I have been trying to implement a lock-free slist erase operation but I'm having obiviously problems with it. Unfortunately I realy realy need it.
To solve usual ABA cmpxchg related problems I have written tagged_ptr<> "smart pointer" class that embeds a counter to the pointer stored in std::atomic<>. The tag value is incremented each time pointer is updated via CAS in the list:
head.compare_exchange_weak(old, old(newptr))
stores newptr
with incremented tag from old
.
This allows multi-writer transactions, but it does not solve problems of updating two pointers simultaneously. (e.g implementing stack is easy with tagged_ptr<>)
See the code here. On line 256 is the erase() function:
bool erase(list_node * node) {
std::atomic<tagged_ptr<list_node>>* before;
tagged_ptr<list_node> itr, after;
for(;;) {
// Find previous (or head) before-node-ptr
before = &head;
itr = before->load(std::memory_order_acquire);
while(itr) {
if(itr.get() == node) {
break;
} else if(itr.is_void()) {
// Thread interfered iteration.
before = &head;
itr = before->load(std::memory_order_acquire);
} else {
// Access next ptr
before = &itr->next;
itr = before->load(std::memory_order_acquire);
}
}
after = node->next.load(std::memory_order_acquire);
if(after.is_void() || !itr) {
return false;
}
// Point before-ptr to after. (set head or previous node's next ptr)
if(before->compare_exchange_strong(itr, itr(after))) {
// Set node->next to invalid ptr.
// list iterators will see it and restart their operation.
while(!node->next.compare_exchange_weak(after, after().set_void()))
;
return true;
}
// If *before changed while trying to update it to after, retry search.
}
}
In the test code two threads push nodes into list simultaneously and two threads search a random node by data and try erase them. bug I'm having is:
I've some doubt concerning your tagged_ptr
implementation.
Also, I've some doubt concerning this part of the code:
} else if(itr.is_void()) {
// Thread interfered iteration.
before = &head;
itr = before->load(std::memory_order_acquire);
Let's say a thread removed the last node (you had 1 node in the list and both thread calls erase). The remaining thread will query the head pointer, it's void. You'll enter an infinite loop with this part of the code since it's in a while(itr)
loop.
This part is also not atomic:
// Point before-ptr to after. (set head or previous node's next ptr)
if(before->compare_exchange_strong(itr, itr(after))) {
// Set node->next to invalid ptr.
// list iterators will see it and restart their operation.

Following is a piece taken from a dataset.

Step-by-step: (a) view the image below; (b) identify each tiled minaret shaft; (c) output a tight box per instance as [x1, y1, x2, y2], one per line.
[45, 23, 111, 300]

while(!node->next.compare_exchange_weak(after, after().set_void()))
;
return true;
}
If before
is modified by the first CAS, your node
is a unattached pointer still pointing to the list. Yet another thread can have its before
set to this node
and modify it and returns.
Honestly, if your list is cyclic, it's not that hard to debug, just break under a debugger and follow the list. You'll see when it loops and they you can figure out how it did it. You can also use valgrind for this.
The tagged_ptr
class is hard to grasp, with the "set_void()" method that's setting the internal ptr
to 0xFF..F
yet the boolean test in while(itr) will return true if it's "void". I guess the name should be invalid and not void and it should return false in the bool operator if it is (not true). If the itr becomes "void" (it's possible in the code above as far as I understand) the while(itr)
will loop indefinitely.
For example, let say you had:
Head:A -> B -> C
Then after some thread removal you get
Thread 2 removing C : Head:A, before = &B on first iteration, exiting the while(itr) loop since itr == C (scheduled here)
Thread 1 removing B : Head:A->C and B->C (scheduled just before line 286 of your example)
Thread 2 resume, and will modify B to B->null (line 283)
and then C->null to C->yourVoid (line 286, then it's scheduled)
Then, thread 1 update B->next to B->yourVoid (useless here for understanding the issue)
You now have A->C->yourVoid
Whenever iterating here, you'll have an infinite loop since when itr search arrives on C, the next step is to be a "void" and restarting the iteration from head does not solve anything here, it'll give the same result, the list is broken.